The minute Nessel was elected, her involvement in the issue began. But it really wasn’t until the end of May, when Nessel threatened to shut down the pipeline, that she became a lightning rod in the controversy. At the time, Gov. Gretchen Whitmer was negotiating with officials from the Canadian-owned Enbridge about a plan to decommission the pipeline. Nessel said she would give the governor a few more weeks to hammer out a settlement before beginning legal action to shut down the pipeline’s operations. Previously, in March, she had issued a finding saying an agreement Enbridge reached with the previous governor, Rick Snyder, to create a tunnel to house the pipeline through the Straits, was unconstitutional.

Nessel’s threat to close the pipeline drew an immediate response from leaders in the Legislature. House Speaker Lee Chatfield, in discussing that ruling, said Nessel was “grasping at straws” and that her position was based on emotion, not facts. He said he believed the administration was trying to undermine legislative actions of the past.

Senate Majority Leader Mike Shirkey called Nessel’s ruling “shameful” and warned Whitmer and Nessel there could be a lawsuit over it.

And GOP state Rep. Beau LaFave from the U.P. went even further. Approximately 65% of the propane used in the U.P. each year flows through Line 5.

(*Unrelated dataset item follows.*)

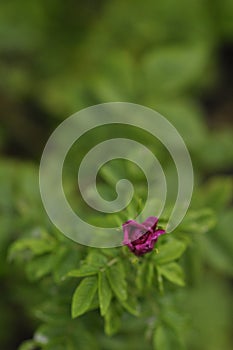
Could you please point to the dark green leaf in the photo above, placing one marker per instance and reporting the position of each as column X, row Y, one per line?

“With a renewed threat to shut down Line 5 in the next month — a move that would do irreparable harm to U.P families and businesses — Attorney General Dana Nessel has once again forgotten that she does not, in fact, make laws. Her job as the attorney general is to enforce the laws as written,” LaFave said. “It’s clear from the attorney general’s actions on this critical issue that she is too blinded by partisan politics and urban bias to make the right call for rural Michigan families.”

Nessel, never one to go down without a fight, turned to social media for a response.

“Let’s see, Mike Shirkey wants me impeached for respecting the reproductive rights of women, Beau LaFave believes I should be committed to a psychiatric asylum for protecting the Great Lakes,” she said. “Too bad burning female office-holders at the stake is no longer an option.”

And who said Michigan politics was not fun?

Fast-forward to the beginning of the month, when Enbridge folks said they would sue the Whitmer administration to honor the tunnel agreement they had with Snyder last year.

Nessel’s response: “We look forward to seeing them in court.”

At the same time, the Whitmer administration, according to Crains Detroit Business, began hearing more and more from trade unions and refinery workers in Michigan concerned about losing jobs related to the pipeline and the tunnel construction. The Operating Engineers Union and Michigan Chamber of Commerce joined forces and wrote a letter to Whitmer in support of the tunnel.

“The underground tunnel beneath the Straits will be the largest construction project in Michigan since we built the Mackinac Bridge,” the Michigan Chamber and Operating Engineers’ letter says. “It will create many good-paying construction jobs, allow the continued supply of essential energy to heat family homes in the Upper Peninsula, fuel businesses and jobs across our entire state, and protect the Great Lakes as Line 5 is removed from the floor of the Straits.”

All of this leads to the past week, when Whitmer received a letter from Ohio Gov. Mike DeWine, asking her to do everything in her power to keep Line 5 operating.

“As you know, losing Line 5 would also put more than 1,000 good-paying union jobs at risk in Ohio and Michigan,” DeWine wrote. “Our states have much at risk in terms of potential fuel price spikes, lost jobs, airline schedule disruptions and lost transportation project funding.

“We ask that you please consider options to improve the safety of Line 5 that does not result in taking the pipeline offline.”

Whitmer showed with the auto insurance reform package that she signed on the porch of the Grand Hotel on May 30 that she can compromise when it is prudent.

The Line 5 issue is equally problematic, if not worse. It is going to take every trick in Whitmer’s book if she hopes to pull off another victory in this instance.